These changes include buying new weapons to intercept naval arms smuggling efforts by terrorists.

The navy is also preparing to take on the mammoth challenge of protecting Israel’s Exclusive Economic Zone, where offshore gas drilling rigs are operating, the senior source said.

Also on Tuesday, V.-Adm. Eli Sharvit, commander of the Haifa Naval Base, told reporters, “We are examining our challenges and the central players, Syria and Hezbollah, which are active and relevant. Hezbollah is a highly functional organization, active in its sector. It continues to arm itself with strategic weapons, and has not ceased from trying to get its hands on weapons that will influence [future battles].”

Meanwhile, a second military source said the navy is constructing a specialized dock at the Haifa base ahead of taking charge of three new German- made Dolphin-class submarines, due to enter service soon.



In 2014, the INS Tanin will enter the navy’s service. Six months later, the INS Rahav will join the fleet. The third new-generation submarine is being manufactured at a German shipyard. Once they join, the navy will have a total of six submarines.

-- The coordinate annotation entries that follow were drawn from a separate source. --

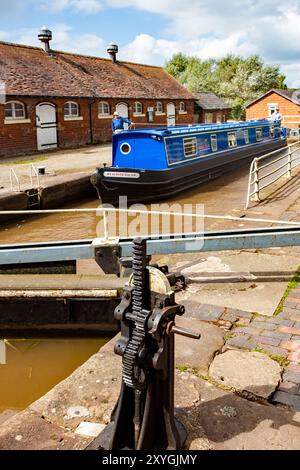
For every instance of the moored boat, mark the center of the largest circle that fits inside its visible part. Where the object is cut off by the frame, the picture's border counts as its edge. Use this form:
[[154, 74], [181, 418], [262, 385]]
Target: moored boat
[[153, 164]]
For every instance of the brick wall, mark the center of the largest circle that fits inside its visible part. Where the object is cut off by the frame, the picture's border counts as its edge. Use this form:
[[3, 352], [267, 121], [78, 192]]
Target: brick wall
[[289, 110], [20, 138]]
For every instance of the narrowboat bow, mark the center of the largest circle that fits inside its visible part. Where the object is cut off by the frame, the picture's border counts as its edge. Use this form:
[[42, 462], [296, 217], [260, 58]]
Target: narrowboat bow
[[153, 164]]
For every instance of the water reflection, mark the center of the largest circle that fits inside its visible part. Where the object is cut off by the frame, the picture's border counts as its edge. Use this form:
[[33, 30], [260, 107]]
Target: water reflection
[[30, 368]]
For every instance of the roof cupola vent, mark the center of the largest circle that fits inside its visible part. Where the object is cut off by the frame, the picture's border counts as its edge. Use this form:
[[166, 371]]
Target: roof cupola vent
[[45, 36], [112, 50]]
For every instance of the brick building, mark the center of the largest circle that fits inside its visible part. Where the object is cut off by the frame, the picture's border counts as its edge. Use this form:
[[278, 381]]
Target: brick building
[[210, 108], [57, 99], [286, 102]]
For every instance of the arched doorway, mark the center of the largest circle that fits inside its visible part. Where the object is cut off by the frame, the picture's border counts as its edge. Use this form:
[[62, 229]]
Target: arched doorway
[[122, 109], [46, 126], [171, 117]]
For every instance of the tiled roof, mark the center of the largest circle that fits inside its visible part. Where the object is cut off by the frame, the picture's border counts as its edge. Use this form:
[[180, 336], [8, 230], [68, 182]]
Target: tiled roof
[[293, 96], [208, 100], [30, 71]]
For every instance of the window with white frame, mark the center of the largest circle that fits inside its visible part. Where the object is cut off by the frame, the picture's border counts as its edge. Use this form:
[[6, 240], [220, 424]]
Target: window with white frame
[[159, 107], [214, 142], [15, 110], [259, 135], [182, 107], [246, 136], [208, 118], [71, 109], [232, 139], [273, 107], [103, 109], [190, 147], [138, 108]]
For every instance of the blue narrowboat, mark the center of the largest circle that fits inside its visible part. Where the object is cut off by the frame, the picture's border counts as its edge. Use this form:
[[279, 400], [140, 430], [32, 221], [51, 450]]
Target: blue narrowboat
[[153, 164]]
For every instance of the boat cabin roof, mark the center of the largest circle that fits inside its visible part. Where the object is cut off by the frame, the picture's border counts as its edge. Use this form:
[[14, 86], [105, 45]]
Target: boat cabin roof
[[177, 130]]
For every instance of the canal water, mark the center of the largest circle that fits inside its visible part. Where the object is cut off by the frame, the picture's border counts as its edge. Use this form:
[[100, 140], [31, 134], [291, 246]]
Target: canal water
[[32, 367]]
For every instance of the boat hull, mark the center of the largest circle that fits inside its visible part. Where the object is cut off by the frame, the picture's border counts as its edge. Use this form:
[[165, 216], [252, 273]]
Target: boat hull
[[156, 185]]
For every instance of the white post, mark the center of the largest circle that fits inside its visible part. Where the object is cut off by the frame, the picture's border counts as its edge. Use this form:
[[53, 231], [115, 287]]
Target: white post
[[105, 225], [289, 163], [256, 181]]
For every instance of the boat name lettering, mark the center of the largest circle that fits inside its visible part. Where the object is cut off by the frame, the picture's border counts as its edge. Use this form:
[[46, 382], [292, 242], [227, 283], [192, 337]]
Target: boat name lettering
[[120, 174]]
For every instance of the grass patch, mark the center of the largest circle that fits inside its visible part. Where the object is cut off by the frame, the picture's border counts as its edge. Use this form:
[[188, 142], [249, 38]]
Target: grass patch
[[282, 361], [294, 282], [227, 337], [23, 162]]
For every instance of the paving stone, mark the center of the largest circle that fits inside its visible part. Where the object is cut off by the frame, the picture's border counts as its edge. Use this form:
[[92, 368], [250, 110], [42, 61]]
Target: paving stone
[[289, 313], [294, 293], [265, 325], [276, 334], [276, 350], [266, 340], [292, 377], [203, 312], [289, 387], [294, 356], [289, 329], [247, 330], [241, 342], [287, 399], [243, 321], [250, 371], [290, 345], [281, 321], [295, 299], [239, 313], [293, 367], [229, 317], [198, 353], [260, 318], [292, 305]]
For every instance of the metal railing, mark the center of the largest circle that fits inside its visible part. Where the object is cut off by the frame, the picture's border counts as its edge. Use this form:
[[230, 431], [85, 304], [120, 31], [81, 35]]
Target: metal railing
[[33, 171], [14, 178], [269, 168]]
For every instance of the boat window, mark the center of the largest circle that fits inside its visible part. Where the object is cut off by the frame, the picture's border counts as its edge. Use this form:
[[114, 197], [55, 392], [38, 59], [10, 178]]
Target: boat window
[[246, 136], [190, 147], [231, 139], [258, 134], [125, 148], [214, 143]]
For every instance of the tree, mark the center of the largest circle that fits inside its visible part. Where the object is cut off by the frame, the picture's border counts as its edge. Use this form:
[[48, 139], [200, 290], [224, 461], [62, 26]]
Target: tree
[[236, 79]]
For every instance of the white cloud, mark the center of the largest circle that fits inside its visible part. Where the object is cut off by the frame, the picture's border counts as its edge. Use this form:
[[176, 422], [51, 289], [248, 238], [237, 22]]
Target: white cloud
[[269, 28], [64, 39], [83, 6]]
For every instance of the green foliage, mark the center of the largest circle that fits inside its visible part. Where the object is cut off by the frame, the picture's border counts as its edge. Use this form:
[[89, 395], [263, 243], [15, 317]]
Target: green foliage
[[236, 79], [294, 282]]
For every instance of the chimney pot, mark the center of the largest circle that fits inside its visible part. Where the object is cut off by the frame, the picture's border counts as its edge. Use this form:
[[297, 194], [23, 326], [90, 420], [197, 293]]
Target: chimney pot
[[112, 50], [45, 36]]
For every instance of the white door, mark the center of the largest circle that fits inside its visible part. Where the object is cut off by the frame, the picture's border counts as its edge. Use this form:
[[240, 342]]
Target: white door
[[122, 109], [46, 126], [171, 118]]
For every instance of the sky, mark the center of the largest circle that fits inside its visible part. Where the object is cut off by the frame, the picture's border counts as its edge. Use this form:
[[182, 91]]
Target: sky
[[151, 31]]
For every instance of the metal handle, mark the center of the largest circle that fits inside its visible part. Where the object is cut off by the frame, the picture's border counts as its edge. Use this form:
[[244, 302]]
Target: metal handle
[[173, 329]]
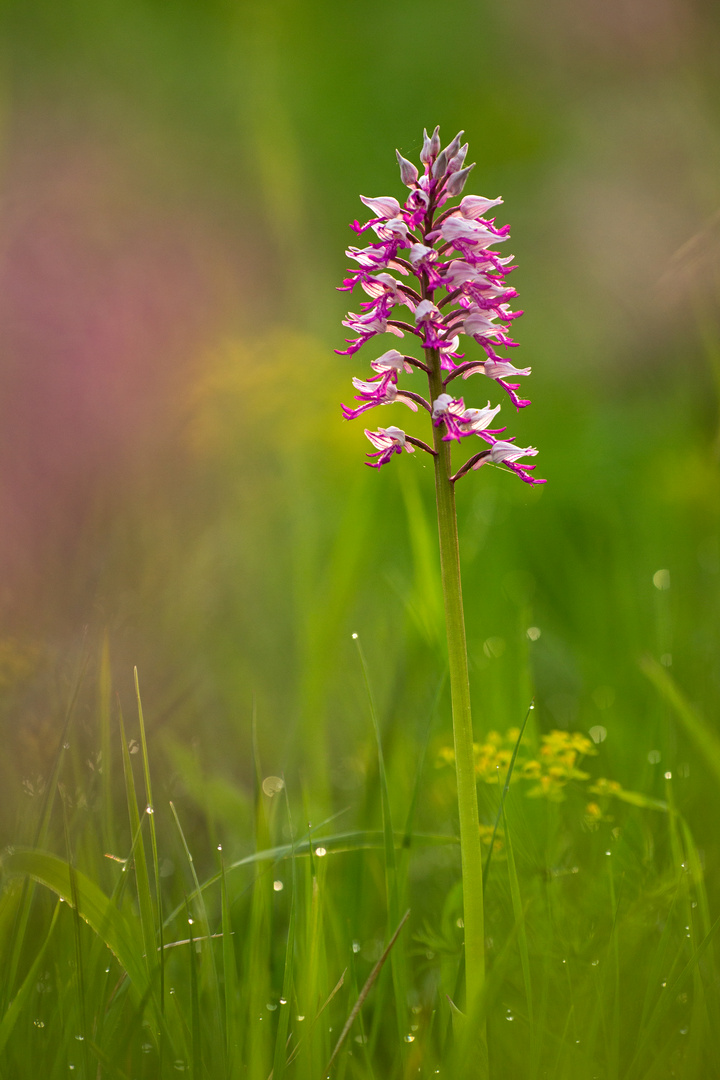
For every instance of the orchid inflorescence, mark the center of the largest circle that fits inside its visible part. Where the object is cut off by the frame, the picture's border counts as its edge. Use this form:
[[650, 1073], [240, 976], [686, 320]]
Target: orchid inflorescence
[[446, 250]]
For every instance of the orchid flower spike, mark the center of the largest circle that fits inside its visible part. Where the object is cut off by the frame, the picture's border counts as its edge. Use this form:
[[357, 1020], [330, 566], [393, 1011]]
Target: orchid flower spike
[[436, 260]]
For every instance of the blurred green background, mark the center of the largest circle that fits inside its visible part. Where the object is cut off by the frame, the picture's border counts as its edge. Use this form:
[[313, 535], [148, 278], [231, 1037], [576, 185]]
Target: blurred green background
[[177, 179]]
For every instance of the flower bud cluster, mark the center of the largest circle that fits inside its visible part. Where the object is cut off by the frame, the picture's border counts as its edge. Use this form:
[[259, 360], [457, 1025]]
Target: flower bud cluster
[[436, 260]]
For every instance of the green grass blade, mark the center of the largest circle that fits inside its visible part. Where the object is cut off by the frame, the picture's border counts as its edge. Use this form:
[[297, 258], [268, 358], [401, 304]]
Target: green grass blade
[[40, 840], [141, 878], [706, 741], [518, 912], [229, 976], [396, 964], [501, 808], [27, 987], [153, 841], [97, 910]]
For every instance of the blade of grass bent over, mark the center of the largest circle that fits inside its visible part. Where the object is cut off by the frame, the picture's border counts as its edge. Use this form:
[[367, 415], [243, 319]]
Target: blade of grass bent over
[[398, 973]]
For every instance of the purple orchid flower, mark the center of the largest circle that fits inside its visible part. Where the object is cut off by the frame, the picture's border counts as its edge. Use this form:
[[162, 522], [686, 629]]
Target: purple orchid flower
[[434, 259]]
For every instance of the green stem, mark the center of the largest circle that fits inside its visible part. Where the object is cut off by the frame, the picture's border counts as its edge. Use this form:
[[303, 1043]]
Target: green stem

Navy sources said the new dock allows for the advanced submarines to be kept separately, secretly and in a convenient manner. It will allow for flexibility, and enable the subs to be on call 24 hours a day.

“The [Haifa] base is realizing the principle of strategic planning, in the full sense of the word,” the source continued.

“This year, there were thousands of operational hours spent on the sea, and many unique challenges,” he continued. Submarine crews were cited by the navy chief for one particular, classified mission, he added.

The new submarines will bring with them many unique capabilities, such as lengthy intelligence gathering, the source said.

“We are operating in various sectors, including the northern sector,” he said.